DLA Piper continues to monitor federal- and state-level developments surrounding and further regulatory guidance on reproductive healthcare privacy. For more information about these developments, please contact your DLA Piper relationship partner, the authors of this alert, or any member of our healthcare or privacy groups.

[1] Covered entities and business associates have 180 days beyond the effective date of the Final Rule to comply. Because December 22, 2024 is a Sunday, it is likely that the compliance date will be Monday, December 23, 2024, although OCR does not specifically state this. We separately note that the compliance date for the changes required to a covered entity’s notice of privacy practices is February 16, 2026, to align with the changes required under 42 CFR Part 2 and its separate final rule (89 Fed. Reg. 12472, Feb. 16, 2024).
[2] Ciox Health, LLC v.

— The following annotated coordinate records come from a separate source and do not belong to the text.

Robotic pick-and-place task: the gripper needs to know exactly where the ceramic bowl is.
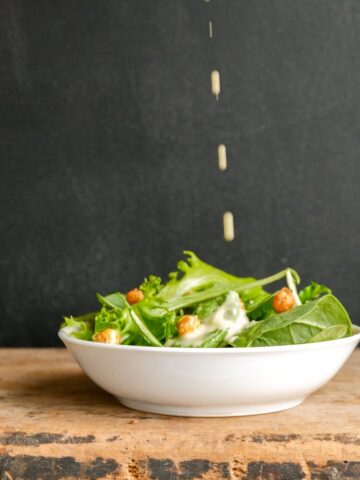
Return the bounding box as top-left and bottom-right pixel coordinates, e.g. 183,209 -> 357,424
59,327 -> 360,417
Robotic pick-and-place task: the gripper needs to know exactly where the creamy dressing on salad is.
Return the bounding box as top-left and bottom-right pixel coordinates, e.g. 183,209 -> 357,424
165,291 -> 249,347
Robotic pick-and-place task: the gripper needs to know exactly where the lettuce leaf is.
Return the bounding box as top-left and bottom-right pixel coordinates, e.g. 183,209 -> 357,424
232,294 -> 352,347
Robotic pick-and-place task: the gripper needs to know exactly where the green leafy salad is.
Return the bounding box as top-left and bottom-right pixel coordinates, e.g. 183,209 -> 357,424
62,251 -> 352,348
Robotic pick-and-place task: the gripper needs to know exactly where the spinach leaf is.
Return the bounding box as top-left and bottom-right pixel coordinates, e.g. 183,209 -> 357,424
200,330 -> 227,348
299,282 -> 332,303
232,294 -> 351,347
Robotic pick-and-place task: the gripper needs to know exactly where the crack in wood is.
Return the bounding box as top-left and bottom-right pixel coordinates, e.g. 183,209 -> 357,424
145,458 -> 231,480
0,455 -> 121,480
0,432 -> 95,446
242,461 -> 305,480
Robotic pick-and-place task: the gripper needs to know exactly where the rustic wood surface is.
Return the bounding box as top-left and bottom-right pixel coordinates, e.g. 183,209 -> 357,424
0,349 -> 360,480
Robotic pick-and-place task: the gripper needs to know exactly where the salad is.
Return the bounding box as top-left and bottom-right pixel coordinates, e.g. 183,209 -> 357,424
62,251 -> 352,348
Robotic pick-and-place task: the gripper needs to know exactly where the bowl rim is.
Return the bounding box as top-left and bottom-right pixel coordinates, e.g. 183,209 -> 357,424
58,324 -> 360,355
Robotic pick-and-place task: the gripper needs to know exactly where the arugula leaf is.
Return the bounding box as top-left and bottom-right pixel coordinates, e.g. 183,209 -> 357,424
246,293 -> 276,320
61,312 -> 97,340
132,297 -> 176,341
96,292 -> 128,309
140,275 -> 163,298
232,294 -> 351,347
299,282 -> 332,303
160,250 -> 262,301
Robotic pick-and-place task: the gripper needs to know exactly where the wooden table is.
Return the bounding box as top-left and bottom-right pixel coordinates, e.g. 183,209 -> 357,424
0,349 -> 360,480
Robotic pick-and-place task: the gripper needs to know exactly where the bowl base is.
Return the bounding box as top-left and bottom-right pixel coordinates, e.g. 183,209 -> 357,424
116,397 -> 305,417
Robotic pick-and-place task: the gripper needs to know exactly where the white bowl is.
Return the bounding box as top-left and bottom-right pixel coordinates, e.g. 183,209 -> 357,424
59,327 -> 360,417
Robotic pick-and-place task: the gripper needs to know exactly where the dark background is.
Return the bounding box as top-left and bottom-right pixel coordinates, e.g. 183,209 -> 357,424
0,0 -> 360,346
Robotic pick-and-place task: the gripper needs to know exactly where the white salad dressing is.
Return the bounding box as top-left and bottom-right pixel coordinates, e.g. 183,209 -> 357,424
165,291 -> 249,347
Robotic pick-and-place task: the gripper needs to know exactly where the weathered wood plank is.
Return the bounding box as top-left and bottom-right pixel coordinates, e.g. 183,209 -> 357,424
0,349 -> 360,480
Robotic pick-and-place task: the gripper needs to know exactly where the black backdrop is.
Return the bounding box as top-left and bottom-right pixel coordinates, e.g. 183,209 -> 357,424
0,0 -> 360,346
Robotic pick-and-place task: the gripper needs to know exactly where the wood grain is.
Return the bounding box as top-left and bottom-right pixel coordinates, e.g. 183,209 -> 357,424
0,349 -> 360,480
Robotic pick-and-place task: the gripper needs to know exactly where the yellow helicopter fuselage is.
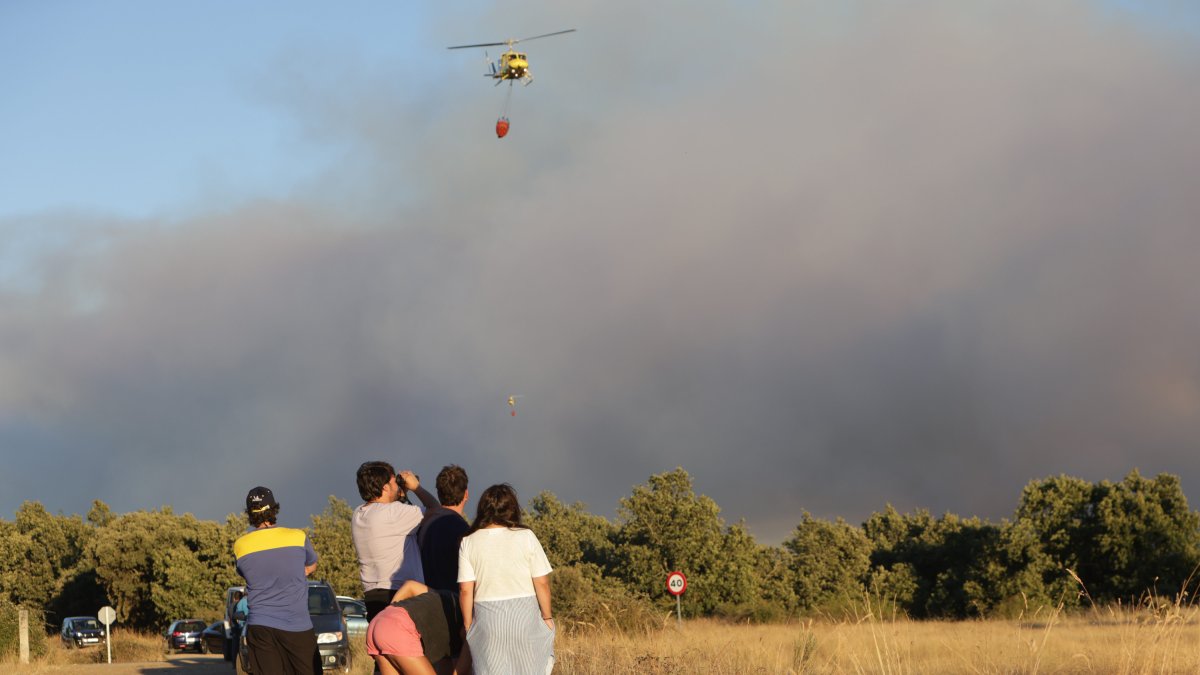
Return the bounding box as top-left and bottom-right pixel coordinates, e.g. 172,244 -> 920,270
492,49 -> 529,79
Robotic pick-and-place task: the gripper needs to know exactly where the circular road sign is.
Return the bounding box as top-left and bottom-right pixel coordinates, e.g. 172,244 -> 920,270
96,604 -> 116,626
667,572 -> 688,596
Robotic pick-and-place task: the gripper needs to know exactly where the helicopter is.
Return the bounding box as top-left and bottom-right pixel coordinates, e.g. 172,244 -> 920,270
446,28 -> 575,86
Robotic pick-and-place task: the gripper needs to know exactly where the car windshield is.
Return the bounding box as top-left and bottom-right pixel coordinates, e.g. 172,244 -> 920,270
308,586 -> 337,614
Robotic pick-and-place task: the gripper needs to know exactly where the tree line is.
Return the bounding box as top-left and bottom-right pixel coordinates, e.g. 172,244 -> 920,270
0,468 -> 1200,647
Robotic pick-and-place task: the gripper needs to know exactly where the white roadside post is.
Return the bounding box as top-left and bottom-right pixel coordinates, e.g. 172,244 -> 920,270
17,608 -> 29,663
667,572 -> 688,628
96,604 -> 116,663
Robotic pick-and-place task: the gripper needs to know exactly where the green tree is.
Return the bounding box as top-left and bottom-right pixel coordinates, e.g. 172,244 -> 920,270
0,502 -> 92,608
613,468 -> 769,615
526,492 -> 617,575
308,495 -> 362,596
1012,470 -> 1200,603
90,508 -> 236,629
784,512 -> 871,610
863,504 -> 1001,619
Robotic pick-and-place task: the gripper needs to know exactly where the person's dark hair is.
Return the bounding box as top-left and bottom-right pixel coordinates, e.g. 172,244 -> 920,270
438,464 -> 467,506
464,483 -> 528,536
246,504 -> 280,527
358,461 -> 396,502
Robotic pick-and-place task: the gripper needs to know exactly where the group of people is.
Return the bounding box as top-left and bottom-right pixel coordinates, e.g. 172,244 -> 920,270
234,461 -> 556,675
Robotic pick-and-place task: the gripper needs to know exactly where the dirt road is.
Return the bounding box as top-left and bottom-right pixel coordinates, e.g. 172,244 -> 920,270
12,653 -> 233,675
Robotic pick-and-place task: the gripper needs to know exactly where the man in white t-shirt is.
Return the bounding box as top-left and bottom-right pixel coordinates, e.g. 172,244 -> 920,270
350,461 -> 438,620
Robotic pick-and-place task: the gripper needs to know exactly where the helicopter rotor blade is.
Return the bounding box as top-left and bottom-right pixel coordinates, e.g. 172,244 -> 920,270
446,42 -> 508,49
512,28 -> 575,44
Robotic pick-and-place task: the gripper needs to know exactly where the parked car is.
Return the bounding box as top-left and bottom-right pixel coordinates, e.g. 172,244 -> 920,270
337,596 -> 368,638
234,581 -> 352,675
163,619 -> 208,653
223,586 -> 246,661
200,621 -> 228,661
59,616 -> 108,649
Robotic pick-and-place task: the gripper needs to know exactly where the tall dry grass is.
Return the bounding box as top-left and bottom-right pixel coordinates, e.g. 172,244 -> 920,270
554,593 -> 1200,675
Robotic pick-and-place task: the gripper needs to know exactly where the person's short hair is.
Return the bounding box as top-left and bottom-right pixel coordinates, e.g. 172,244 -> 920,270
467,483 -> 528,534
358,461 -> 396,502
438,464 -> 467,506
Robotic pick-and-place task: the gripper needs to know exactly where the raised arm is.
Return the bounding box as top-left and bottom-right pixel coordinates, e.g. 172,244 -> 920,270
398,471 -> 442,508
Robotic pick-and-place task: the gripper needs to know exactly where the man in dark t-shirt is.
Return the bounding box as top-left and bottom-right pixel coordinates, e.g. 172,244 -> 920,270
366,581 -> 470,673
416,464 -> 470,592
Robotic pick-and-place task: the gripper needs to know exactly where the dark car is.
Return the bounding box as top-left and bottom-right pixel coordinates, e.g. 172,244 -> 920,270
163,619 -> 208,653
59,616 -> 107,649
234,581 -> 350,675
200,621 -> 226,653
337,596 -> 367,638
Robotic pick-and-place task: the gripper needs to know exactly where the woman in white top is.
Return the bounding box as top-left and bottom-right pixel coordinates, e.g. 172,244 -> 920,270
458,483 -> 554,675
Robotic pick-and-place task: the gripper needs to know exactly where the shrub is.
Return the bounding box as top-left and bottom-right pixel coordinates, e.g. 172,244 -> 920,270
0,598 -> 46,658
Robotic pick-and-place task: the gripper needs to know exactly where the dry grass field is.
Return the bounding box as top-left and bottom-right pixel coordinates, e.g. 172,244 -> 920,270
554,610 -> 1200,675
7,607 -> 1200,675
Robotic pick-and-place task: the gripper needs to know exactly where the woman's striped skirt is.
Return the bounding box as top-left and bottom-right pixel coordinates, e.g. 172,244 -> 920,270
467,596 -> 554,675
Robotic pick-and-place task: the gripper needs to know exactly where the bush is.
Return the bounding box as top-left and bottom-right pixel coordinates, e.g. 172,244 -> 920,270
0,598 -> 46,659
551,565 -> 662,633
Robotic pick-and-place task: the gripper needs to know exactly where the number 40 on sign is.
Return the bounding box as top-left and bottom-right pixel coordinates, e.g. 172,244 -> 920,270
667,572 -> 688,626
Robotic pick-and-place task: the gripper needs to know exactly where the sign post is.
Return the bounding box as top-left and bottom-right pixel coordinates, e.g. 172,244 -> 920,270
667,572 -> 688,627
96,604 -> 116,663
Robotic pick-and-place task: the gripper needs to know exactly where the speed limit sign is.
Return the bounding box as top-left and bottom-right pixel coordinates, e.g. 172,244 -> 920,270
667,572 -> 688,597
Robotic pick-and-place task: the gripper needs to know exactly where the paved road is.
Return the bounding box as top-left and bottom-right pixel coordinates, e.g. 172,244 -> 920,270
13,653 -> 233,675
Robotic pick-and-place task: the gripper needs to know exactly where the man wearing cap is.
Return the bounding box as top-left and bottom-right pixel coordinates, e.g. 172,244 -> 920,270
233,486 -> 320,675
350,461 -> 438,620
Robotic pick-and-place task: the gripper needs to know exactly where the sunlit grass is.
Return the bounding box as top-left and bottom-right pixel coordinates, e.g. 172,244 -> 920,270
554,608 -> 1200,675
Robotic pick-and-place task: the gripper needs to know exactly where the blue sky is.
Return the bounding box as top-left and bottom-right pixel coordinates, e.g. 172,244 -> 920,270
0,1 -> 444,217
0,0 -> 1200,540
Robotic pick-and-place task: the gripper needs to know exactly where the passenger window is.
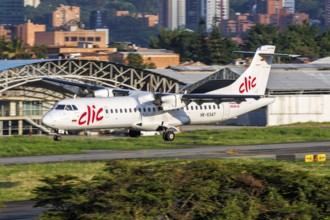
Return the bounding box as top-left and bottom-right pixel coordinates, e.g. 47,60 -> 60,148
55,105 -> 65,110
65,105 -> 72,111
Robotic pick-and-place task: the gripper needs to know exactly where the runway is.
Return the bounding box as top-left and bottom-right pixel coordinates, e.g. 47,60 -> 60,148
0,141 -> 330,165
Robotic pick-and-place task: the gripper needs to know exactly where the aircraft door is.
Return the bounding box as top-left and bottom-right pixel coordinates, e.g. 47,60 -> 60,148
221,102 -> 230,120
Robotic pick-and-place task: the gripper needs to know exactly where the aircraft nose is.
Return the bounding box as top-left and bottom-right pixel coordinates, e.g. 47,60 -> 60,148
41,114 -> 54,127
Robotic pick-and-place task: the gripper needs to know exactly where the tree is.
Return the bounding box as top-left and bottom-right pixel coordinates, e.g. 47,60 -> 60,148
277,22 -> 320,59
243,24 -> 279,51
34,160 -> 330,220
126,53 -> 156,69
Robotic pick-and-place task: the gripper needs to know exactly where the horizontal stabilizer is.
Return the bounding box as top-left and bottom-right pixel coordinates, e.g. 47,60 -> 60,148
234,51 -> 300,58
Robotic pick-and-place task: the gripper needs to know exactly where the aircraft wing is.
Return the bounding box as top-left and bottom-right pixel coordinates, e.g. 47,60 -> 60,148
181,93 -> 263,103
42,77 -> 133,97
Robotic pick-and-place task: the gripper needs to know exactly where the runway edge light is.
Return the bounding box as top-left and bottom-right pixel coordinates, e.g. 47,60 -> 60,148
305,154 -> 327,162
314,154 -> 327,162
305,154 -> 314,163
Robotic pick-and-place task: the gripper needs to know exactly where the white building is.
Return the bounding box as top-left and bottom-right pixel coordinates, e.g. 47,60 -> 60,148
201,0 -> 229,31
24,0 -> 40,8
159,0 -> 186,30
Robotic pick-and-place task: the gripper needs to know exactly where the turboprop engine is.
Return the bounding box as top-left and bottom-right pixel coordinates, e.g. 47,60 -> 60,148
94,88 -> 115,98
154,94 -> 186,111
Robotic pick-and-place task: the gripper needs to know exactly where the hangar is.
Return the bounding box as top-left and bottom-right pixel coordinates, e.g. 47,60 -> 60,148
0,60 -> 330,135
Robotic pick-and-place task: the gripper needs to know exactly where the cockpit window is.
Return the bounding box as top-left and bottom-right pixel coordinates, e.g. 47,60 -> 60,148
55,105 -> 65,110
65,105 -> 73,111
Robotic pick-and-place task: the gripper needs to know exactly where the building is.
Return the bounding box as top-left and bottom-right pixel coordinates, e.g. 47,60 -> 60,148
0,25 -> 12,40
16,21 -> 46,46
283,0 -> 295,13
51,6 -> 80,27
0,0 -> 24,25
89,11 -> 108,29
48,43 -> 117,61
186,0 -> 202,31
24,0 -> 40,8
279,8 -> 309,30
141,15 -> 159,27
109,49 -> 180,69
159,0 -> 186,30
201,0 -> 229,31
35,30 -> 108,48
324,0 -> 330,26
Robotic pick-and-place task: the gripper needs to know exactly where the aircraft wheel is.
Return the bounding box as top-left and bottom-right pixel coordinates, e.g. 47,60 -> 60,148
128,130 -> 141,137
163,131 -> 175,141
54,134 -> 62,141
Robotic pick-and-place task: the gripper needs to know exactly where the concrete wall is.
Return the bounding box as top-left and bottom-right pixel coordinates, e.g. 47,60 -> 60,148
267,95 -> 330,125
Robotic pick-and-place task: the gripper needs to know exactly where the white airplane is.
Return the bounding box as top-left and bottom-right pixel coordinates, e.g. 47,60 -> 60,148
42,45 -> 297,141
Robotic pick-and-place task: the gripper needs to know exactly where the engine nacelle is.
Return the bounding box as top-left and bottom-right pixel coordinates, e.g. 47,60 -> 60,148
159,94 -> 186,111
94,88 -> 114,98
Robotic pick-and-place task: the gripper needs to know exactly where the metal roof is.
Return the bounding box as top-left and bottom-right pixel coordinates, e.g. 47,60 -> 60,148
148,67 -> 222,84
0,59 -> 56,71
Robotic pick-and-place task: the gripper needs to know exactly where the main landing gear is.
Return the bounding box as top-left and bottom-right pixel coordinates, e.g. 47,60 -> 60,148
53,130 -> 68,141
54,134 -> 62,141
163,130 -> 175,141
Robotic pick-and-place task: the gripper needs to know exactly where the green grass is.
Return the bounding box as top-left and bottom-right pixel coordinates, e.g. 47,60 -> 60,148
0,159 -> 330,202
0,126 -> 330,157
0,162 -> 105,202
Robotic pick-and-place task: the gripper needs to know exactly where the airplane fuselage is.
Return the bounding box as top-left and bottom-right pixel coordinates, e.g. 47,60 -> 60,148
43,97 -> 273,131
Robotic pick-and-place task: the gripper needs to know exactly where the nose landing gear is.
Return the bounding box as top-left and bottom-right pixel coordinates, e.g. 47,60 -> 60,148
163,130 -> 175,141
54,134 -> 62,141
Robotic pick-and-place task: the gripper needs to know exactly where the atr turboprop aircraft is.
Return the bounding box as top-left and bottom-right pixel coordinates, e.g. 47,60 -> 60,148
42,45 -> 297,141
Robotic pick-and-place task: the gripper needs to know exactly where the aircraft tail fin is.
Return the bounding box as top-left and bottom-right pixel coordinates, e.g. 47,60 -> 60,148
208,45 -> 299,95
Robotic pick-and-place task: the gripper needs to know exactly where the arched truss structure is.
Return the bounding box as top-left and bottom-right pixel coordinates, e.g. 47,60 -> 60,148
0,60 -> 184,96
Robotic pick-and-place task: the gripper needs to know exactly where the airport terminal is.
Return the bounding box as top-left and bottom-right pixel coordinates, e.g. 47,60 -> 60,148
0,59 -> 330,135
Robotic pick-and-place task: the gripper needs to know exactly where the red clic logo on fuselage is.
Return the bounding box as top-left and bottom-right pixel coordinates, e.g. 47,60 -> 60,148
239,76 -> 257,93
78,105 -> 103,125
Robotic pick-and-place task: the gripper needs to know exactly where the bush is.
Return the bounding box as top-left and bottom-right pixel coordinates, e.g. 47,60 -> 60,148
35,160 -> 330,219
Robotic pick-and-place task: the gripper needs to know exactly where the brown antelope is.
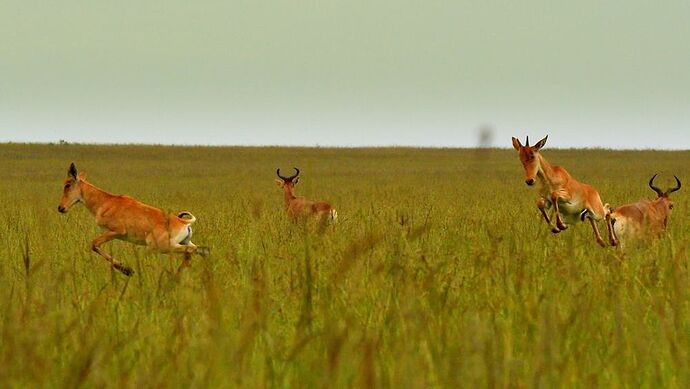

Azar, 18-cv-00040 APM, at *48-49 (D.D.C. January 23, 2020).
[3] OCR finalized a broad definition for “seeking, obtaining, providing, or facilitating reproductive health care” in the Final Rule to mean expressing interest in, using, performing, furnishing, paying for, disseminating information about, arranging, insuring, administering, authorizing, providing coverage for, approving, counseling about, assisting, or otherwise taking action to engage in reproductive healthcare; or attempting any of the same.
[4] 45 CFR 164.502(a)(5)(iii)(C).
[5] See 45 CFR 164.512(g)(1).
[6] The Final Rule also provides guidance on modifications to NPPs relating to confidentiality substance use disorder patient records, which is not analyzed in this alert.